Era consciente de la irresponsabilidad de mi hermano, pero jamás pensé que llegaría tan lejos. Dejó a su hijo de cinco años al cuidado de nuestros padres mayores, alegando que ahora tenía una nueva vida. La razón de este acto tan insensible fue que su nueva esposa no quería aceptar al niño que él había tenido en su primer matrimonio.
Cuando murió la primera esposa de mi hermano, él tenía veinticinco años y todos la apreciábamos mucho. Ella era una persona gentil y atenta, que había sido fundamental en la vida del joven Mateo. Sin embargo, tras su fallecimiento, mi hermano quedó solo para cuidar a su hijo. Mis padres y yo siempre estuvimos dispuestos a ayudarle, sabiendo que era difícil para él enfrentarse a todo en solitario. Yo recogía a su hijo del colegio, y mi madre lo cuidaba los fines de semana. Todos sabíamos que Mateo necesitaba rehacer su vida.

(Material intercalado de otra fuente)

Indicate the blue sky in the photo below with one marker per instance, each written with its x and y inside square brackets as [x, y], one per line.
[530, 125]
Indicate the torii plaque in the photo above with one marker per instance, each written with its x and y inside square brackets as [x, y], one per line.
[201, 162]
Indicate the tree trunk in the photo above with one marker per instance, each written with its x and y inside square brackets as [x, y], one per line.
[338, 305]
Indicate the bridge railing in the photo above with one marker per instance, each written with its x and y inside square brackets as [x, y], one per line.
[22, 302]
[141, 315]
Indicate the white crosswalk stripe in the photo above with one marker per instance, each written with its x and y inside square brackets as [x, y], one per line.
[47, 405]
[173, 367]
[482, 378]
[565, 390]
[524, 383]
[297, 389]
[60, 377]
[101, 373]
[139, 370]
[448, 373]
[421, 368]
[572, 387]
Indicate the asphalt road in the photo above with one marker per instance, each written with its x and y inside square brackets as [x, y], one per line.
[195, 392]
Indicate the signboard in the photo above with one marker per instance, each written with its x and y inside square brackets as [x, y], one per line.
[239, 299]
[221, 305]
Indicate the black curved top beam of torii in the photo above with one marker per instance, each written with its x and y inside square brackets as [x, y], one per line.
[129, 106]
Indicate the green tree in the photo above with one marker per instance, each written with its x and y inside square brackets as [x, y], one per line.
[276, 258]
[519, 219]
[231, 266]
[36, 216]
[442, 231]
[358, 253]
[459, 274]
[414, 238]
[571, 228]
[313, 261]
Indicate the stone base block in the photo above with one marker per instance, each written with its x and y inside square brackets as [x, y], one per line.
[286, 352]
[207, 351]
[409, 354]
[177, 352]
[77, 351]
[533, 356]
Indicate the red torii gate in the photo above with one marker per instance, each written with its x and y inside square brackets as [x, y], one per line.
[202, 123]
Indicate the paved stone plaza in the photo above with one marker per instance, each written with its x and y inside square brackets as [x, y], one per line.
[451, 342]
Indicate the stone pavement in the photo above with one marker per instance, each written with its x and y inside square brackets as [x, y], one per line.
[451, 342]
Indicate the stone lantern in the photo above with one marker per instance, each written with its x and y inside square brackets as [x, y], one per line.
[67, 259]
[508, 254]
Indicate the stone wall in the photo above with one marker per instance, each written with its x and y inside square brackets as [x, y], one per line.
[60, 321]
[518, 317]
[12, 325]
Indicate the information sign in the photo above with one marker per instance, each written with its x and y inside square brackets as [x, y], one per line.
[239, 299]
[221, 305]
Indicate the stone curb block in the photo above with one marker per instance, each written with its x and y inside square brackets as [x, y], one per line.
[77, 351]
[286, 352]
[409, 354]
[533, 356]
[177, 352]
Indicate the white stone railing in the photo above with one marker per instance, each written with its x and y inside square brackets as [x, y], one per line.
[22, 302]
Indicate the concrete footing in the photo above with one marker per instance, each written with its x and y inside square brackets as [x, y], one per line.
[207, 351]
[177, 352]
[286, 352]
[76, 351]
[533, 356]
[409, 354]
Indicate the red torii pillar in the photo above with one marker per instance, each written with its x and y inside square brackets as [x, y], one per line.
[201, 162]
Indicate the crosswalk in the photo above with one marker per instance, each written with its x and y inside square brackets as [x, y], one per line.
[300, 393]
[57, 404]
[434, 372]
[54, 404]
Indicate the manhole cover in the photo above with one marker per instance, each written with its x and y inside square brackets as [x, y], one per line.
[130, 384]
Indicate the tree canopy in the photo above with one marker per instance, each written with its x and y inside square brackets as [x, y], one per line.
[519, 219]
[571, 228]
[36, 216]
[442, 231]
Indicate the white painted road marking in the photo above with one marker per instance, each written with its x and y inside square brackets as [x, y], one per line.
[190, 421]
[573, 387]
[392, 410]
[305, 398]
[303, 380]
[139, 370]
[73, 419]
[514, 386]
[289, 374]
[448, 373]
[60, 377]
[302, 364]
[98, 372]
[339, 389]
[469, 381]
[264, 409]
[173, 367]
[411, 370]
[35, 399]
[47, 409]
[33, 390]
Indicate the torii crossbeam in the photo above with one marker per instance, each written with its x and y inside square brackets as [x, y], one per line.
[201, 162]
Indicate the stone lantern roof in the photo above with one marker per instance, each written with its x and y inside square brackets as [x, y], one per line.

Por eso, nunca dudamos en apoyarlo. El primer año, Mateo dedicó mucho tiempo a su hijo y participó activamente en su educación. Mi madre y yo le ayudábamos con las tareas domésticas y cocinábamos, adaptándonos a su apretada jornada laboral. Un año después, Mateo nos contó que había encontrado pareja y que quería casarse pronto. Nos aseguró que se conocían bien y que no deseaban esperar más. Por desgracia, ella no estaba dispuesta a aceptar al hijo de Mateo en su vida. Tras el enlace, mi sobrino comenzó a quedarse cada vez más en casa de mis padres. Comprendimos que la pareja necesitaba tiempo para adaptarse, así que fuimos pacientes.
Con el tiempo se hizo evidente que mi sobrino prácticamente vivía con nosotros, y mi hermano admitió que su esposa no quería tener al niño cerca. Dio la noticia de forma bastante despreciativa, sugiriendo que el niño se quedase con los abuelos mientras él se centraba en su nueva vida. Aunque mis padres justificaban la actitud de mi hermano, yo no podía aceptar esa propuesta, especialmente considerando la edad y los problemas de salud de mis padres. Me costaba entender cómo mi hermano podía abandonar a su hijo y cargar esa responsabilidad sobre ellos. No dejaba de preguntarme por qué nunca me habló sobre la postura de su esposa antes de casarse.
Al conversar con Mateo sobre este asunto, él insistía en que no era culpa suya y decía que su esposa no podía convivir con el niño. Me prometió que visitaría a su hijo con más frecuencia y que la situación mejoraría con el tiempo. Sin embargo, considero su actitud completamente inaceptable. Ya no deseo mantener relación con él y, si continúa así, tomaré medidas para retirarle la custodia. Incluso pienso en adoptar a mi sobrino, porque no puedo soportar ver cómo sufre por la irresponsabilidad de su padre.
En la vida, las decisiones responsables y el valor de la familia pesan más que cualquier nueva oportunidad; abandonar a quienes dependen de uno nunca trae verdadera felicidad. Aprendí que, a veces, es necesario tomar postura y proteger a quienes realmente necesitan nuestro amor y apoyo.